Scholars in either camp have yet to fully recognise the implications of this synthesis.  Constrained by ‘closed-category’, disjunctive thinking, science and religion remain deadlocked.  Under such conditions, the integration of finite and infinite within the physical universe cannot succeed.  The vital overlap between science and religion thereby fails of application, reinforcing the estrangement of ‘personalism’ and ‘impersonalism’ in speculative cosmology.
I apply, therefore, to the Jacobsen Fellowship to support my research into this fertile use of personal analogies in diverse forms of cosmological thinking.  A philosophical analysis of this will explore the effect of such language on the development of consciousness and, moreover, our understanding of the universe to which consciousness belongs, quite possibly as the vital element.  The result, I submit, will be better-integrated conceptions of mind and nature, science and religion, than philosophical categories presently allow.
This rapprochement necessitates a radical revision of ontology.  Accordingly, Farrer and Whitehead exchanged Newtonian ‘substance-metaphysics’ for interpenetrating physical processes, mutually conditioning patterns of activity.  Echoing Einstein, Farrer designated ‘[e]nergy, rather than stuff,…[as] our ultimate’.[1]  ‘Process’ and ‘activity’ are, of course, analogies borrowed from the experience of active agents.  They are also essential to scientific exploration.  Without them, we cannot think or talk intelligibly about the universe.  Such talk is a co-efficient of our conceptualising activities, the result of interactivities in the universe at large.  Cosmological metaphors tell the tale; the explorer is one element in the matrix of agencies constituting a universe of mutually complementary discourses.
Modern physics and modern metaphysics both teach that ‘interconstitutive’ activities, and the analogies on which they are built, are integral to human mentality.  Consciousness plays its part in the universe and vice versa.  That, too, is the lesson of Jean Piaget’s developmental psychology.  Ludwig Feuerbach had previously reached the same conclusion.  Crucially, he, like Farrer, emphasised the aspirational structure of our development, its orientation ‘upwards’ towards evolving humanity. 
These complimentarities point the way for ‘anthropocism’ in science and religion.  Consciousness plays its part, realising itself in and as participation in the realisation of other realities.  Therein lies the coherence and unity we ‘discover’ in the constant collision of forces which, in truth, is our universe.  Neither imposed by the mind nor impressed upon it, coherence and unity belong to participative acts.  The unity of the ‘uni-verse’ is transacted between consciousness and the universe.
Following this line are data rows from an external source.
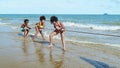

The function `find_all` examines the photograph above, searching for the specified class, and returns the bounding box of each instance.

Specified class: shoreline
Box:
[0,33,120,68]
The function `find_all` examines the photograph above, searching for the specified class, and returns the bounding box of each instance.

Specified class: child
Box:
[49,16,66,50]
[33,16,46,41]
[20,19,31,38]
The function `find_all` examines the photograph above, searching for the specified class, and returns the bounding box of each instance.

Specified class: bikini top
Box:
[36,22,44,29]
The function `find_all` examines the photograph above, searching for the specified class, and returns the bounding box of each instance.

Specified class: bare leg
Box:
[49,32,58,47]
[24,30,26,38]
[39,30,45,40]
[26,30,29,37]
[33,27,38,41]
[60,32,66,50]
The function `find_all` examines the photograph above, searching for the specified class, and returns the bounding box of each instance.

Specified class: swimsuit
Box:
[36,23,44,29]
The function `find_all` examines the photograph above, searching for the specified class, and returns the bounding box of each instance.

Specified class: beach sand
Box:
[0,33,120,68]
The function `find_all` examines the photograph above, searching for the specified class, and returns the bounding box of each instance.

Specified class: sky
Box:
[0,0,120,14]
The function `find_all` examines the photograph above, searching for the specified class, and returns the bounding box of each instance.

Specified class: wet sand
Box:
[0,33,120,68]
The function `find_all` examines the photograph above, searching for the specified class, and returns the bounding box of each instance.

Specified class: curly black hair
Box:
[50,16,58,24]
[24,19,29,22]
[40,16,46,21]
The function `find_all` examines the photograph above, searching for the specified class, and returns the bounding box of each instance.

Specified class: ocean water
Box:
[0,14,120,47]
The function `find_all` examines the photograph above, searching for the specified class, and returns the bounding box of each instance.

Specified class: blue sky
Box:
[0,0,120,14]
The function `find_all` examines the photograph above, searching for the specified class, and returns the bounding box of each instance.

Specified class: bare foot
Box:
[63,47,67,51]
[48,45,52,48]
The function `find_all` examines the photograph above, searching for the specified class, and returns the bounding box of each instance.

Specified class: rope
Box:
[45,28,120,37]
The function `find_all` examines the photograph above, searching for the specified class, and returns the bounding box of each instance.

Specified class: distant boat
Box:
[104,13,108,15]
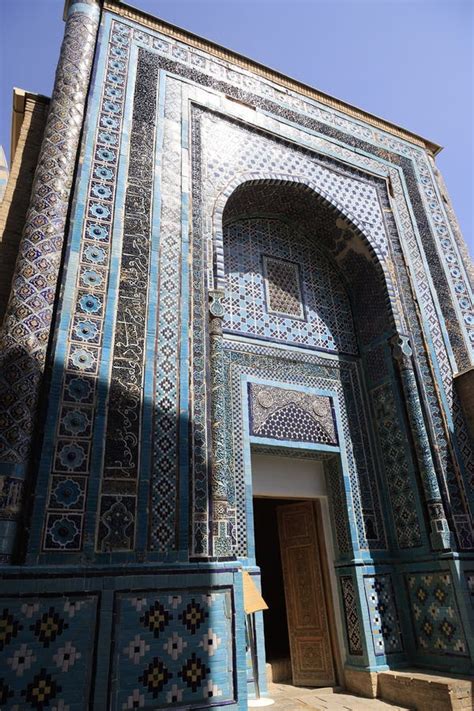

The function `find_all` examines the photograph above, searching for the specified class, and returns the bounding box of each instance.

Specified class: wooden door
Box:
[277,501,336,686]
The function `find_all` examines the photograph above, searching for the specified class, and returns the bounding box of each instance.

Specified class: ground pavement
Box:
[262,683,407,711]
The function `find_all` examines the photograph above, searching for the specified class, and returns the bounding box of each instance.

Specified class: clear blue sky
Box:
[0,0,474,254]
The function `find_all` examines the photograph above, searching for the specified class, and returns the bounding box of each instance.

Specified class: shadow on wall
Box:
[0,96,49,324]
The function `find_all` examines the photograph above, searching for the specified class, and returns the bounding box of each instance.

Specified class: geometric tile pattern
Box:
[43,23,130,551]
[223,219,357,353]
[0,0,99,470]
[148,81,182,552]
[465,572,474,608]
[131,25,474,362]
[263,256,304,318]
[249,383,337,444]
[340,575,363,656]
[112,590,234,711]
[371,382,421,548]
[0,596,97,711]
[406,572,469,657]
[96,50,158,551]
[224,341,386,556]
[364,575,403,656]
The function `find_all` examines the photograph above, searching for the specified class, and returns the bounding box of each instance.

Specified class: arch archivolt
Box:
[208,172,407,333]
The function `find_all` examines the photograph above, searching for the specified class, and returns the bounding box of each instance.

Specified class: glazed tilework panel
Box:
[249,384,337,445]
[340,575,363,656]
[0,596,97,711]
[364,575,403,656]
[194,94,471,547]
[148,80,182,552]
[112,590,234,711]
[370,382,422,548]
[406,572,469,657]
[466,571,474,608]
[223,219,357,353]
[35,20,131,552]
[96,51,158,551]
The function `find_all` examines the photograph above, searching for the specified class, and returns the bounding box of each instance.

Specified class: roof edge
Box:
[103,0,443,156]
[10,86,50,166]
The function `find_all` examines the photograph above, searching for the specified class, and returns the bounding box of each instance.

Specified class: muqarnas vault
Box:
[0,0,474,711]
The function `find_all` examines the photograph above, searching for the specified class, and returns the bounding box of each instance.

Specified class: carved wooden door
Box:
[277,501,336,686]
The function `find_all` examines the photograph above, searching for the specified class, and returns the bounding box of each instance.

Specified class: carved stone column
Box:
[391,334,453,550]
[209,289,233,558]
[0,0,100,563]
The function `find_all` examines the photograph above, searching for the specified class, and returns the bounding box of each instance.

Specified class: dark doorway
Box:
[253,498,295,681]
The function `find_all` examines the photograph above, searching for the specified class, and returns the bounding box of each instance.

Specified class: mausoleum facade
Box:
[0,0,474,711]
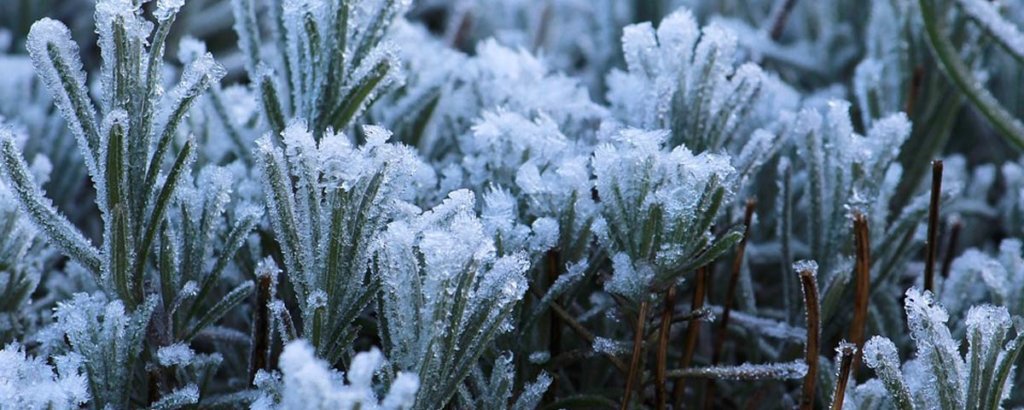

Such are the transactions of speculative cosmologists and theists alike.  Being analogical projects, they are coherent (in both senses) only as extensions of conscious, personal action.  As Sagan pithily remarked, ‘[w]e are a way for the cosmos to know itself’;[2] and knowing minds, as Farrer, Feuerbach, and Piaget remind us, are essentially interpersonal.  The most fruitful analogies are those with fullest extension of interpersonal application.  Sagan’s evocative words are reflections of consciousness conceiving itself, not as pure thought (as in antiquated metaphysics), but consciously participating in its own projects.  The transformative potential of our involvement in the universe becomes clear: it is a fundamental component of human development. 




[1] Austin Farrer, The Freedom of the Will (New York: Charles Scribner’s Sons, 1960), 52.
[2] Carl Sagan, ‘The Shores of the Cosmic Ocean’, Cosmos: A Personal Voyage, Television Series.  Dir. David Oyster et al. (Los Angeles. KCET, 1980) 6 minutes, 40 seconds.